As the debate over the pros and cons of single-education continues, more public schools may start offering this option. And, of course, many private schools will continue their tradition of teaching boys and girls in separate classrooms and schools.

Ultimately, it’s up to you to decide whether single-sex education (public or private) is the best approach for your child. Following are some guidelines to keep in mind:

  • If you’re considering single-sex education, be sure you understand all aspects of your child’s learning profile — including his temperament, strengths, interests and challenges. Also take into account your family’s priorities, traditions and cultural values which may shape the goals you have for your child’s education.
  • Remember that single-sex education need not be an all-or-nothing proposition. You may want your child to attend a single-sex school (or classroom) only at certain stages of her development or because of temporary conditions in your school or community.
  • Before enrolling your child in a single-sex classroom or school, find out what type of “escape clause” (such as transferring to a co-ed class in the same school) is available should you decide the approach isn’t right for your child.
  • If your child attends a single-sex class or school, you might balance her social life with opportunities for her to interact with peers of the opposite sex. Co-ed sports, community groups and extra-curricular activities are all good avenues for mixing it up. A mother whose daughter attends an all-girls’ school agrees: “I do feel it is important if the girl is pre-middle school that she cultivate friendships and time with boys outside of school. My daughter loves sports so she took karate and played basketball on a co-ed league where she was one of three girls on the team. I felt this time with boys was also helpful for her social development.”
  • Even if your child isn’t enrolled in single-sex education, understanding gender differences may help you fine-tune your approach to homework, “house rules” and family activities.
  • If you’re raising both sons and daughters, having some insight into gender differences may prevent you from making unfair comparisons between kids or having unreasonable expectations of them.
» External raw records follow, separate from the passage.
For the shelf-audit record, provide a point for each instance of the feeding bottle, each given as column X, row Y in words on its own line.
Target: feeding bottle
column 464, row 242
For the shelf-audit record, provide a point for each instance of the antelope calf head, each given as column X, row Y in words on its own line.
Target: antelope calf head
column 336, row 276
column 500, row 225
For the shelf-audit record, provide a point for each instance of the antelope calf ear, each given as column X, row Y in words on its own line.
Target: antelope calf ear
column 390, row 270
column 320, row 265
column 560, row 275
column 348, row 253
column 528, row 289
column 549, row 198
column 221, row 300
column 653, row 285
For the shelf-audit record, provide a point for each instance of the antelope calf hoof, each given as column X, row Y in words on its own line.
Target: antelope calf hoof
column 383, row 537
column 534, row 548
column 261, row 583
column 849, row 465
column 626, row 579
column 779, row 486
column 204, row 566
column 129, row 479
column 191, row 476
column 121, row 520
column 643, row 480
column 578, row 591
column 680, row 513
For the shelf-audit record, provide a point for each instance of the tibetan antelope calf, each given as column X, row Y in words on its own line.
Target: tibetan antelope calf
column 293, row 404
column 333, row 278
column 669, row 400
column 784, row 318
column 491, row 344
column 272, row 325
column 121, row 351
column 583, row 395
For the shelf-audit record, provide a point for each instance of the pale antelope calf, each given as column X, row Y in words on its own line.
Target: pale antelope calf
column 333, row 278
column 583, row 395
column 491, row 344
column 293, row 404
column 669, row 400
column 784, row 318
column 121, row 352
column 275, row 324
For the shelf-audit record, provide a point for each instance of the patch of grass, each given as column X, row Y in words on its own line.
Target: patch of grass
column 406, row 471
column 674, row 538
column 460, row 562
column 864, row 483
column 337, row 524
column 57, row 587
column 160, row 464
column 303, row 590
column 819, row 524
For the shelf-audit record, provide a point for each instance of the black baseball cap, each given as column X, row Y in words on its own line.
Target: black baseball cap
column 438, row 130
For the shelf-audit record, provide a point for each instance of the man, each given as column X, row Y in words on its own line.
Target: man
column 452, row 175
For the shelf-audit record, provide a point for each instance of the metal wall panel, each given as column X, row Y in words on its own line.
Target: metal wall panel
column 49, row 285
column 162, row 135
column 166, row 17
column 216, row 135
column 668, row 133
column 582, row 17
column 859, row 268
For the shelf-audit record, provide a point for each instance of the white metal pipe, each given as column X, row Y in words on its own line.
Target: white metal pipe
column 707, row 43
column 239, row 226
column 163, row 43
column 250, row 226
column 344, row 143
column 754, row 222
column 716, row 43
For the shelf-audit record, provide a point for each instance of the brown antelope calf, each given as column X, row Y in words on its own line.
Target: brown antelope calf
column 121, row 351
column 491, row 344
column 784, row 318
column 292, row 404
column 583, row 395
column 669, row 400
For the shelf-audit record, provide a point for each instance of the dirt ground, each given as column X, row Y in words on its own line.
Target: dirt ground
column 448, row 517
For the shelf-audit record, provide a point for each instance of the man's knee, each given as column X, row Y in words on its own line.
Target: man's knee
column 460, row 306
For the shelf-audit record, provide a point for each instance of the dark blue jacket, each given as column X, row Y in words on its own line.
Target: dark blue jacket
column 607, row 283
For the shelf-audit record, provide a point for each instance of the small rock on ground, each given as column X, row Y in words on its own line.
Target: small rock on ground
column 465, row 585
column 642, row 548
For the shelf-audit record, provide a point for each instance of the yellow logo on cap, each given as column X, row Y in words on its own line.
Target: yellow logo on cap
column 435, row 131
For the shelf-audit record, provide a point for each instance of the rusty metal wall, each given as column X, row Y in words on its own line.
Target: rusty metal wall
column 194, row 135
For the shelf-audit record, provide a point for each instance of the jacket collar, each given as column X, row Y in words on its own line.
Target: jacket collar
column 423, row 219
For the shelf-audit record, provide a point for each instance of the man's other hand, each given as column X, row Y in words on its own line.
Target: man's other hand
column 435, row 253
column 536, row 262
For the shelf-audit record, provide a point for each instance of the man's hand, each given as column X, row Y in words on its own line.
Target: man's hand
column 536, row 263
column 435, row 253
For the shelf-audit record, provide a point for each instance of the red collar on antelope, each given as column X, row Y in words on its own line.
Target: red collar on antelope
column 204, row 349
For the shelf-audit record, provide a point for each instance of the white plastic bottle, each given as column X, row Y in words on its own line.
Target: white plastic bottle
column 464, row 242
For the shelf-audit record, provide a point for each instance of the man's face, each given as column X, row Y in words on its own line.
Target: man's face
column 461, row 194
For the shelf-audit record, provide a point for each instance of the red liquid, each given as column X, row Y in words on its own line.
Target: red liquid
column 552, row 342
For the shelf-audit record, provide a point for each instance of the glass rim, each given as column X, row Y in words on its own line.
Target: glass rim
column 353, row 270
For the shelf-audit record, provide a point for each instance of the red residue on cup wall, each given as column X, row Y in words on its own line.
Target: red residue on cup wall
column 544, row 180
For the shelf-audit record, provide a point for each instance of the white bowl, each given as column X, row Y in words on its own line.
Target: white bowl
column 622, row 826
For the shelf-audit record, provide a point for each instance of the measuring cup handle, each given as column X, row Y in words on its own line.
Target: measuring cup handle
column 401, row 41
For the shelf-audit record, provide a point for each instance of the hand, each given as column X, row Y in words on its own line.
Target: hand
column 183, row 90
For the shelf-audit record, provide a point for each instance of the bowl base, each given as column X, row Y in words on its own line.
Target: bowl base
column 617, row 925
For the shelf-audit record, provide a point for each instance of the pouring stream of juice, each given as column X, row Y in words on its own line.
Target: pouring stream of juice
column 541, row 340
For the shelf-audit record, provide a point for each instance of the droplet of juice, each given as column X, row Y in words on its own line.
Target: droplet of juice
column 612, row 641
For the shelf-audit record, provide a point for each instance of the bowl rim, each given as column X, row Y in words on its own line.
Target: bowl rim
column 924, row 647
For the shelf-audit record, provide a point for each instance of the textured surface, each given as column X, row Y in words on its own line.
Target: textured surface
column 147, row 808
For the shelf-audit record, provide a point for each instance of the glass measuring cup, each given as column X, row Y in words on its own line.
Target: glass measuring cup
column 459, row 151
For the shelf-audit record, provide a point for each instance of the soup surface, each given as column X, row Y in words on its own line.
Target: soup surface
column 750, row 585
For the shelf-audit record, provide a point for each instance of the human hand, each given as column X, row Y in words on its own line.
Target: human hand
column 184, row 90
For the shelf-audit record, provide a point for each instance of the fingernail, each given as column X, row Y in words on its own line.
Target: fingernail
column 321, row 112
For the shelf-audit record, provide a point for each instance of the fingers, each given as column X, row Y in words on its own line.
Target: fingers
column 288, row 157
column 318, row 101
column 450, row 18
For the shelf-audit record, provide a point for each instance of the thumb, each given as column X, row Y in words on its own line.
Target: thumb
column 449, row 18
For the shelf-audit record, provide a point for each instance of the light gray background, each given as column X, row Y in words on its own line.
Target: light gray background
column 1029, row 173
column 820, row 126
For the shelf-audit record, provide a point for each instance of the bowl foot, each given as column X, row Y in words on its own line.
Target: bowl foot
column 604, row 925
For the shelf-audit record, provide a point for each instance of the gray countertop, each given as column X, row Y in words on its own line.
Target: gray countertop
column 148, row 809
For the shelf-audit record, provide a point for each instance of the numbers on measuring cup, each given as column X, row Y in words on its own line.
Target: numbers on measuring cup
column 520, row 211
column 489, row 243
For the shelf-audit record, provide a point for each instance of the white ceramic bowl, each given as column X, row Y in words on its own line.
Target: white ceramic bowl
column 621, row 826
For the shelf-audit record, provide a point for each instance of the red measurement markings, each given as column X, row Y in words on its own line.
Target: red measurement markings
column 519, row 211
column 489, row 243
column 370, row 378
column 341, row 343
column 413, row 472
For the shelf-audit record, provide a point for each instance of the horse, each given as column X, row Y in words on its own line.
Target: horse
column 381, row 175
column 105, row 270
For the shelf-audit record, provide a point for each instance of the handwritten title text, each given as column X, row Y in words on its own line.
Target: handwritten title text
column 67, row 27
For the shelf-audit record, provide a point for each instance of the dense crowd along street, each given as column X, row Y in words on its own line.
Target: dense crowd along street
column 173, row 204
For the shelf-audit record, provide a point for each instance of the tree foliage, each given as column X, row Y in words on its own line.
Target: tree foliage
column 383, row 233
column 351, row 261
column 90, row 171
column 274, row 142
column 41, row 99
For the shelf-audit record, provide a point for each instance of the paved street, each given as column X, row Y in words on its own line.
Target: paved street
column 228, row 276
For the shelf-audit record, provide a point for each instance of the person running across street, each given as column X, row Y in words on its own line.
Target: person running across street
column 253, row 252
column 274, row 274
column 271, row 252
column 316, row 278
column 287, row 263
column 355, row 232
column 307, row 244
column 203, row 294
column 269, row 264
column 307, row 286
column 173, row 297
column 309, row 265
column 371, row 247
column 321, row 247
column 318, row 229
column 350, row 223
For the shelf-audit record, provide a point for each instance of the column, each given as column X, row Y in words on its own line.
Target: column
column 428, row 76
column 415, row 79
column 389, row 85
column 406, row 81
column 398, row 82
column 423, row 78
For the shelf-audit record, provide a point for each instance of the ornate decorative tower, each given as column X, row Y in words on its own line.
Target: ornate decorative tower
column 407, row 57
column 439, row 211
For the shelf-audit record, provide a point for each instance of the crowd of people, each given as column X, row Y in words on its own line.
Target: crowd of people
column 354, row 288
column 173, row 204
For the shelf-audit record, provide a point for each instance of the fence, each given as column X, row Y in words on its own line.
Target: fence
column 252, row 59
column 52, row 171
Single-sex education: one teacher’s perspective

A fifth grade teacher posted the following comment on, illustrating how flexible single-sex education can be:

    “I teach 13 fifth grade boys… just boys. We chose to separate the kids this year into four classes, two of each gender, and I see huge differences in the way the kids learn. My teammate …has 14 girls, and they’re generally pretty quiet, prefer to read everything first, work quietly together and talk out their thoughts My boys, however, [don’t care] about directions, prefer to work together to ‘build’ a project that illustrates what they’re learning, and they prefer to figure it all out as they go. While the girls are … happy to sit and work, the boys don’t want to. They sit in strange ways in their chairs (when they sit in them at all). They use their bodies to help others see what they’re saying, and the girls use their words to illustrate it. Should we separate boys and girls? I think it depends on the group of kids. This group needed to be separated — the girls are way ahead of the boys socially and that creates tension in the learning environment on both sides. My students last year (both genders) worked well together. They were both at roughly the same place on a social level, and were pretty happy to work together. Who knows what next year’s batch will bring!”